A relação enfermeira/mãe de adolescente precisa ser dialógica, na qual o diálogo crítico propicia a mãe tirar as próprias conclusões e realizar as escolhas mais adequadas a sua estrutura familiar. Essa atividade, mediante sistematização e discussão de temas ligados à sexualidade e outros que emergissem da própria comunidade, potencializariam experiências positivas de mães da comunidade, já que, como encaminhamentos das participantes desse estudo, a valorização das histórias de vida de mães que obtiveram sucesso no diálogo com suas filhas são eficientes no apoio a outras mulheres.
Considerando o contexto exposto, cremos que, ao propor ações em saúde sexual no âmbito da Estratégia de Saúde da Família, devemos, juntamente com as mães e adolescentes, ter como base suas necessidades e expectativas, seus direitos - sexuais, reprodutivos e humanos -, considerando ainda os dados sócio-epidemiológicos do território que habitam.
Frente a esta realidade, pensamos que por meio da categoria Sistema Popular, proposta por Leininger, é possível compreender fatores que colaboram para a manutenção do não-diálogo, bem como favorecer a criação de estratégias que podem ser utilizadas para romper com os determinantes negativos, que dificultam a comunicação entre mãe e filha.
CONSIDERAÇÕES FINAIS
Haja vista todos os momentos vivenciados junto às mulheres participantes do estudo, os resultados nos subsidiam a repensar o cuidado de Enfermagem sensível às necessidades de mães de adolescentes do sexo feminino. No que se refere à saúde sexual e reprodutiva das participantes, é possível refletir na idéia de que cada uma possui sua própria visão de mundo, resultado de uma elaboração histórica e cultural que se integra a uma rede de significados da própria comunidade, possibilitando a manifestação de toda e qualquer expressão relativa à sexualidade nesse meio.

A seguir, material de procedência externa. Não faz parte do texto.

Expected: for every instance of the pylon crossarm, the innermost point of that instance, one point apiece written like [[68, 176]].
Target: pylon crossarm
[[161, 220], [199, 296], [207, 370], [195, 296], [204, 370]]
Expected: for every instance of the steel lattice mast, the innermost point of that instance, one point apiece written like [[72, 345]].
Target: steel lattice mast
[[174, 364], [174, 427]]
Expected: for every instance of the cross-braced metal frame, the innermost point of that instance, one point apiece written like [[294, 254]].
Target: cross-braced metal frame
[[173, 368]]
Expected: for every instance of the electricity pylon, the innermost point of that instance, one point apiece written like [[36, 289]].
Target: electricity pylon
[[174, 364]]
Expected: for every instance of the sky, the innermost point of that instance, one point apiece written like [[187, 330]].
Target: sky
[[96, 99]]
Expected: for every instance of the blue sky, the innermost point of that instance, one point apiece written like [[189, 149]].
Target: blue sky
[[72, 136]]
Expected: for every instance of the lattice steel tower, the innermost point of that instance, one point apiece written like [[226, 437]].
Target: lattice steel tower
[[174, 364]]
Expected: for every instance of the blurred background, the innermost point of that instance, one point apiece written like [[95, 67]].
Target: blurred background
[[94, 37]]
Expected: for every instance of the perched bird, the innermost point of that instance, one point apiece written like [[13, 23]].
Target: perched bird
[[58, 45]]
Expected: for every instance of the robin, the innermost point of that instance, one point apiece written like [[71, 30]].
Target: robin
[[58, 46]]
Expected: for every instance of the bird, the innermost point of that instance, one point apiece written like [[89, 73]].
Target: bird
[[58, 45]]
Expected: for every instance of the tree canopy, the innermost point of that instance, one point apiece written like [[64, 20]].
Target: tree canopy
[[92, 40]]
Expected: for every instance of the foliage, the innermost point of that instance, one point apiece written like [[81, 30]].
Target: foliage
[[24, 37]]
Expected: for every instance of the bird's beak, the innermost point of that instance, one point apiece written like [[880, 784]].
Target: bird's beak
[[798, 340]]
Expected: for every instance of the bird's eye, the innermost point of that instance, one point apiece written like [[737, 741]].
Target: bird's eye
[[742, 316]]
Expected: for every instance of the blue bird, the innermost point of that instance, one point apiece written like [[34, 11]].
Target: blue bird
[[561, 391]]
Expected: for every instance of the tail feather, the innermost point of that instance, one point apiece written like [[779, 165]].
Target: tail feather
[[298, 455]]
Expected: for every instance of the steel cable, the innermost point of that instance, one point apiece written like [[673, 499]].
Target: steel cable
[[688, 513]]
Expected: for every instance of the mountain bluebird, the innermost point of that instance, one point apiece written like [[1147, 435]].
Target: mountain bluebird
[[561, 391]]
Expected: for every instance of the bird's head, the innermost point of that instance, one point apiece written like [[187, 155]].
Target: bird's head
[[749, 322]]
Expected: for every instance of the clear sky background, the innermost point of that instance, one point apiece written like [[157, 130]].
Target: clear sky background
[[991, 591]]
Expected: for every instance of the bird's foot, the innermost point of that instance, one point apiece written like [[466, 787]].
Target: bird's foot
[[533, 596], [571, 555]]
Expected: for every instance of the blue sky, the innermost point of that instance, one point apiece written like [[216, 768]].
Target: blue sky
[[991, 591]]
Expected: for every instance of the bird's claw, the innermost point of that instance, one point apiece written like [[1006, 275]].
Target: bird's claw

Em relação ao diálogo, argumentação e negociação entre as mães e suas filhas adolescentes este é caracterizado como difícil. Sobre a argumentação, utilizam principalmente o tema gravidez como razão para prevenir. Para elas, a gravidez precoce está ligada especialmente a futuros entraves no desenvolvimento social e profissional das filhas. Em relação às DST`, essas são pouco discutidas como argumento de prevenção, e apontadas numa perspectiva de risco à vida, porém não esclarecendo muito sobre sinais e sintomas, o que dificulta a visão dos adolescentes acerca da prevenção.
Diante de todo o contexto apresentado, o modo de educar para a sexualidade, segundo as participantes do estudo, sem utilizar muito o diálogo, ainda permanece como pano de fundo no contexto social das mães e suas interações com as adolescentes.
Mesmo que muitas vezes todas as vulnerabilidades não possam ser de todo eliminadas e as necessidades superadas na comunidade, as participantes reconhecem a necessidade de aprimorar ou iniciar o diálogo junto às filhas adolescentes. Esse sentimento é importante, visto que o reconhecimento e a compreensão sobre o contexto no qual se encontram é relevante, uma vez que pode nortear e dar mais resolubilidade às ações de Promoção à Saúde sexual e reprodutiva, sendo essencial para o cuidado de Enfermagem.